4.000 MDT de déficit commercial et 5.000 MDT, volume des injections au système bancaire
S'agissant de la balance commerciale, le déséquilibre ne fait que se creuser pour atteindre les 4.000 MDT, soit 5,6% du PIB contre 3,9% du PIB enregistrés durant la même période de l'année dernière. Un déficit qui a eu un impact direct sur le niveau des avoirs en devises. Lesquels ont enregistré une baisse pour atteindre 9.810 MDT (96 jours d'importations) contre 10.582 MDT (113 jours d'importations) en 2011. Les économistes s'alarment du seuil enregistré dans nos avoirs en devises. Un niveau alarmant, jamais enregistré qui fleurte en lisière avec la zone de tolérance prescrite. Le gouverneur de la BCT a annoncé des mesures d'urgence pouvant résorber un tant soit peu le déficit commercial dont notamment le lancement de mesures rationalisant l'importation des biens de consommation. Par ailleurs, la BCT s'apprête à faire pression pour comprimer crédits de consommation, terrain de prédilection des banques toujours réticentes face au financement des projets productifs et des projets à risque. La paralysie des institutions de crédit, première source de financement de l'économie nationale est menaçante. Un immobilisme complice qui interpelle moult interrogations.
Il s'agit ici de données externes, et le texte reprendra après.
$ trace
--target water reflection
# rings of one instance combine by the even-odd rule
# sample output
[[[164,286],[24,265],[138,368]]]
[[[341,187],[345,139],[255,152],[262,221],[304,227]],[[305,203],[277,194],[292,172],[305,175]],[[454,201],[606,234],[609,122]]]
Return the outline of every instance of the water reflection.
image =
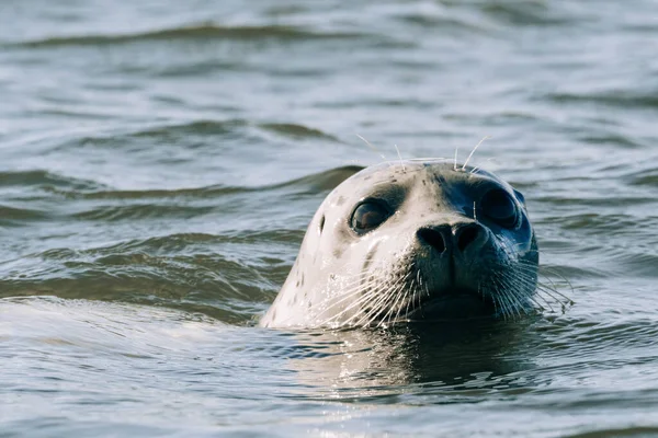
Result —
[[[513,374],[534,368],[532,325],[532,319],[477,320],[303,333],[300,342],[319,348],[292,359],[291,368],[303,383],[347,400],[421,388],[520,388],[527,382]]]

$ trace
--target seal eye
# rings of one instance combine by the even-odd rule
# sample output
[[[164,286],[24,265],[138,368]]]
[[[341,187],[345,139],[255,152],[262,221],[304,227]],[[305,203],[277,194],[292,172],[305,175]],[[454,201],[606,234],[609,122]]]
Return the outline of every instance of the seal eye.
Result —
[[[354,231],[364,233],[379,227],[389,216],[390,211],[383,203],[364,200],[354,209],[350,224]]]
[[[513,228],[518,220],[517,203],[501,188],[487,192],[480,200],[483,212],[506,228]]]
Le secours inconditionné et hors norme apporté par l'Etat aux banques de la place, prendra-t-il fin ? Depuis la Révolution, le secteur bancaire tunisien poursuit sa descente aux enfers. Après la Révolution, au moins 650 MDT ont été retirés des banques. Depuis ce temps, le gardien du Temple n'a cessé d'injecter la liquidité bancaire aux institutions de crédit dépourvus de moyens. En septembre 2012, la Banque Centrale s'est encore une fois intervenue pour injecter d'importants montants ayant dépassé, au cours de ce mois et pour le troisième mois consécutif, le seuil des 5.000 MDT. A l'instar de la Banque Centrale Européenne (BCE), l'institution d'émission nationale emprunte le même cheminement pour extirper de cette mouvance les banques de la place de cette crise de liquidité. Reste à savoir si la BCT est en mesure d'aller au out de ses intentions ce qui permettra d'éviter le pire ? Mais quel tribut aura-t-on à payer en cas de fiasco de la politique monétaire actuellement appliquée ? Une inextricable situation face à un engouement des banques en quête de liquidité, les institutions de crédit tournent encore le dos aux hommes d'affaires et investisseurs, et pour alibi : les responsables craignent toute prise de décision? Les responsables d'hier sont toujours les mêmes. Dire qu'on parle de justice transitionnelle !
Le dossier bancaire et plus précisément la corruption et les affaires louches liés à quelques banques) enregistrées sous l'ère de Ben Ali tardent à monter en surface. Une justice bancaire transitionnelle s'impose-t-elle et qu'est ce qu'on attend pour ouvrir les dossiers moisissant au fond des casiers ? Nos banques tunisiennes cherchent-elles le beurre et l'argent du beurre?